У Селии не было ни нежности, ни сочувствия. Все это она растратила, промотала впустую. В этом — она сама это понимала — и состояла ее глупость. Она сама была слишком несчастлива, чтобы жалеть других. Еще одна жесткая складка у рта указывала на то, как она настрадалась. Ум ее работал быстро — она мгновенно распознала, что и со мной похожее случалось. Мы были с ней на равных. У нее не было жалости к себе, и она не тратила жалости на меня. Для нее страдания, которые я пережил, лишь объясняли, как я догадался о том, о чем, казалось, догадаться было нельзя.

Она была, и в тот момент я это понял, младенцем. Реальным миром для нее был мир, который ее окружал. Она сама намеренно ушла в этот ребячий мир, пытаясь найти прибежище от жестокостей мира настоящего.

И занятая ею позиция была потрясающим стимулом для меня. Это было именно то, чего мне не хватало в последние десять лет. Это был призыв к действию.

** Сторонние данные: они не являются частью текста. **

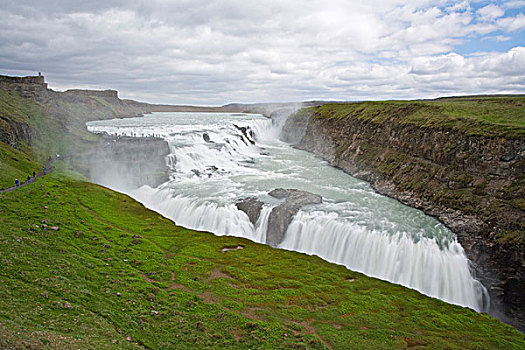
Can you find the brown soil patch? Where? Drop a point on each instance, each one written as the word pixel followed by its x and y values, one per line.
pixel 178 286
pixel 226 249
pixel 217 273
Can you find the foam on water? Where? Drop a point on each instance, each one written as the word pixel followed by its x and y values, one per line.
pixel 217 159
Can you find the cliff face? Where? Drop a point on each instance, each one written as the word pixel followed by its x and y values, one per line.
pixel 125 163
pixel 53 122
pixel 473 183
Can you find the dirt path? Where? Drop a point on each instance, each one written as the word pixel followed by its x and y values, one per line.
pixel 48 169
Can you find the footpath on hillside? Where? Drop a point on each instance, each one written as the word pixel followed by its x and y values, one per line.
pixel 45 170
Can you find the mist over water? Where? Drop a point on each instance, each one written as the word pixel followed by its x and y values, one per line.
pixel 214 163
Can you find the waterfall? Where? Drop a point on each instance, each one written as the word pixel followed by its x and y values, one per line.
pixel 218 159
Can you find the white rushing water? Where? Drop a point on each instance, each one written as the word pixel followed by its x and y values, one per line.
pixel 213 165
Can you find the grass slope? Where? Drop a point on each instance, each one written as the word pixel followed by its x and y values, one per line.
pixel 96 284
pixel 488 116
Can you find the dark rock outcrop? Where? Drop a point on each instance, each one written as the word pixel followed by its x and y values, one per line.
pixel 471 183
pixel 252 207
pixel 125 163
pixel 282 215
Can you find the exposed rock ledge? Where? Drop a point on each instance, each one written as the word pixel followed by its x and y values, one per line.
pixel 282 215
pixel 472 184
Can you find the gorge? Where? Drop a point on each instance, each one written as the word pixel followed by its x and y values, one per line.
pixel 217 160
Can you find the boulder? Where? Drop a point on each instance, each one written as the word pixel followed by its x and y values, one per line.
pixel 252 207
pixel 282 215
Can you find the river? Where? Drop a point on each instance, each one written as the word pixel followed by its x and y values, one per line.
pixel 219 158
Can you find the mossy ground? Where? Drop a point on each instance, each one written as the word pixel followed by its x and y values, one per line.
pixel 489 116
pixel 116 275
pixel 95 284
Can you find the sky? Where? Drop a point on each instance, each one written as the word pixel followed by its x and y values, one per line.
pixel 214 52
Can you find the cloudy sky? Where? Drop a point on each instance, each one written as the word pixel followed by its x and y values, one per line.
pixel 212 52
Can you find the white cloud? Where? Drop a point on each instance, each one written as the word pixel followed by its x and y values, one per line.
pixel 214 52
pixel 490 12
pixel 511 24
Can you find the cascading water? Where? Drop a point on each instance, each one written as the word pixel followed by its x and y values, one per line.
pixel 219 158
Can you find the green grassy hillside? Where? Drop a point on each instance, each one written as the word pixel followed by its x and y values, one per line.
pixel 85 267
pixel 116 275
pixel 489 116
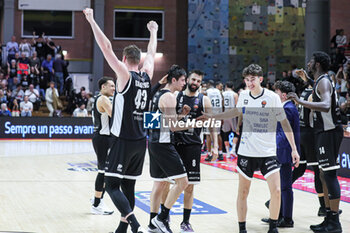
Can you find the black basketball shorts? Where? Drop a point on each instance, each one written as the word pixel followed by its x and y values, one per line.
pixel 165 162
pixel 125 159
pixel 191 158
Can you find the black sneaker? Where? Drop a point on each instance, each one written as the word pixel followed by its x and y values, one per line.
pixel 274 230
pixel 285 223
pixel 161 225
pixel 331 226
pixel 208 158
pixel 322 212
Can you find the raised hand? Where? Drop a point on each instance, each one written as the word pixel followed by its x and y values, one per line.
pixel 89 14
pixel 152 26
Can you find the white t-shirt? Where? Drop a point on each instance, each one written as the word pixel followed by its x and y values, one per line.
pixel 26 106
pixel 229 99
pixel 215 99
pixel 80 113
pixel 260 116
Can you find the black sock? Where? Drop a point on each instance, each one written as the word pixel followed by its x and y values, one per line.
pixel 152 215
pixel 321 200
pixel 187 213
pixel 97 201
pixel 164 214
pixel 241 226
pixel 103 193
pixel 273 224
pixel 122 228
pixel 133 223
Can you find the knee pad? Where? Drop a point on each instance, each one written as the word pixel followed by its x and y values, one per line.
pixel 332 184
pixel 99 182
pixel 318 183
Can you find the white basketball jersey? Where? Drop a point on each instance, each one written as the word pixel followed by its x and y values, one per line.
pixel 260 116
pixel 229 99
pixel 215 99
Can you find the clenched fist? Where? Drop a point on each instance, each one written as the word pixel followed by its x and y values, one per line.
pixel 89 14
pixel 152 26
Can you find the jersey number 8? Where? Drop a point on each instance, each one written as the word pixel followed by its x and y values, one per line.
pixel 141 99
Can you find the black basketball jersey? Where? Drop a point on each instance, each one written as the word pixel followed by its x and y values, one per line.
pixel 162 135
pixel 304 113
pixel 100 120
pixel 324 121
pixel 128 107
pixel 193 135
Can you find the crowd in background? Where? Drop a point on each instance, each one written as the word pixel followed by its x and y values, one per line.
pixel 35 73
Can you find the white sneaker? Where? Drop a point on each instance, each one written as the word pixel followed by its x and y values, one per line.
pixel 101 209
pixel 141 230
pixel 163 226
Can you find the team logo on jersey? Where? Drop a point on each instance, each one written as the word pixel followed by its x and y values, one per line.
pixel 151 120
pixel 196 101
pixel 243 162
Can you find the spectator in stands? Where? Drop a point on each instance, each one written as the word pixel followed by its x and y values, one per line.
pixel 33 96
pixel 49 96
pixel 3 97
pixel 12 72
pixel 15 83
pixel 25 48
pixel 26 107
pixel 47 67
pixel 90 103
pixel 333 40
pixel 34 60
pixel 34 77
pixel 12 49
pixel 80 111
pixel 58 66
pixel 18 93
pixel 40 46
pixel 15 108
pixel 341 39
pixel 4 110
pixel 25 82
pixel 81 97
pixel 17 57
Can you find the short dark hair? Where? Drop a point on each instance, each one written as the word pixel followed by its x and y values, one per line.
pixel 175 72
pixel 322 58
pixel 103 80
pixel 229 84
pixel 197 72
pixel 218 83
pixel 132 53
pixel 252 69
pixel 284 86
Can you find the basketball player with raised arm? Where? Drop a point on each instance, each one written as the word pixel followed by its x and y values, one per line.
pixel 255 152
pixel 165 162
pixel 328 136
pixel 188 143
pixel 101 113
pixel 125 159
pixel 215 97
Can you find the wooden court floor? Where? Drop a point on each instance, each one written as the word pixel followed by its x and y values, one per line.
pixel 46 187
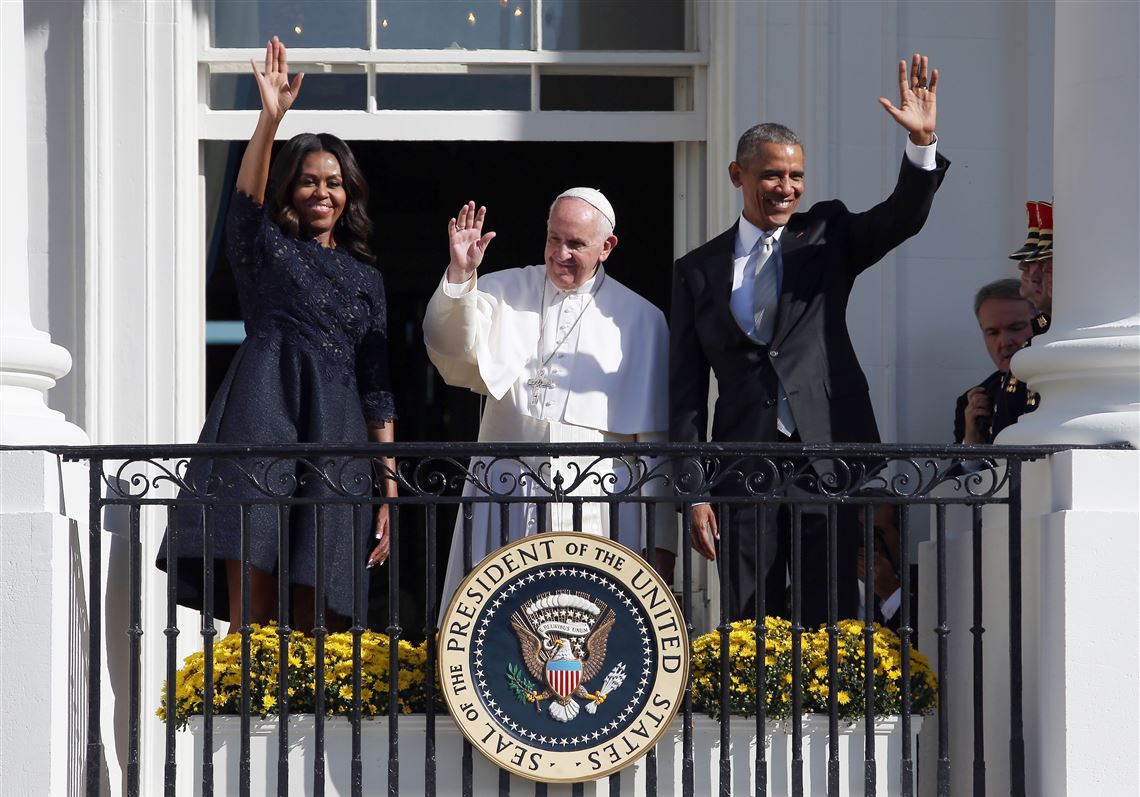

И я начал действовать. Единственное, чего я опасался, это оставить ее наедине с собой. Я и не оставил ее. Я присосался к ней, как пиявка. Она пошла со мной в город и была при этом весьма любезна. Здравого смысла в ней было предостаточно. Она прекрасно понимала, что по крайней мере сейчас ей не удастся сделать задуманное. Она от этого не отказалась и совсем — лишь отложила на потом. И я понял это, хотя она и слова не сказала.

В подробности вдаваться я не стану: я не хронику пишу. Нет мне нужды описывать милый испанский городок или сообщать подробности того, что мы ели в ее гостинице, или того, как я втайне договорился, чтобы вещи из моей гостиницы были перевезены в ту, где остановилась она.

Нет, я веду речь только о главном. Я знал, что должен быть возле нее — пока что-нибудь не случится, пока она не сломается и не сдастся так или иначе.

Как я и говорю, я все время был с ней, под боком. Когда она отправилась к себе в комнату, я сказал:

— Даю вам десять минут, а потом вхожу.

Я не рисковал давать ей больше времени. Дело в том, что комната ее была на пятом этаже и она могла пренебречь «предупредительным отношением к другим», воспитанным в ней, и поставить управляющего гостиницы в крайне неловкое положение, выпрыгнув из окна, вместо того, чтобы броситься с обрыва.

Итак, я вошел к ней в комнату. Она была в постели — сидела, ее светлые, золотистые волосы были зачесаны назад. Не думаю, чтобы она усмотрела что-то странное в том, как мы себя вели. Я-то уж точно ничего не усматривал. Но не знаю, что думали служащие гостиницы. Если они знали, что я вошел к ней в комнату в десять вечера, а вышел в семь утра, то, полагаю, они пришли к одному — единственному заключению. Но меня это не волновало.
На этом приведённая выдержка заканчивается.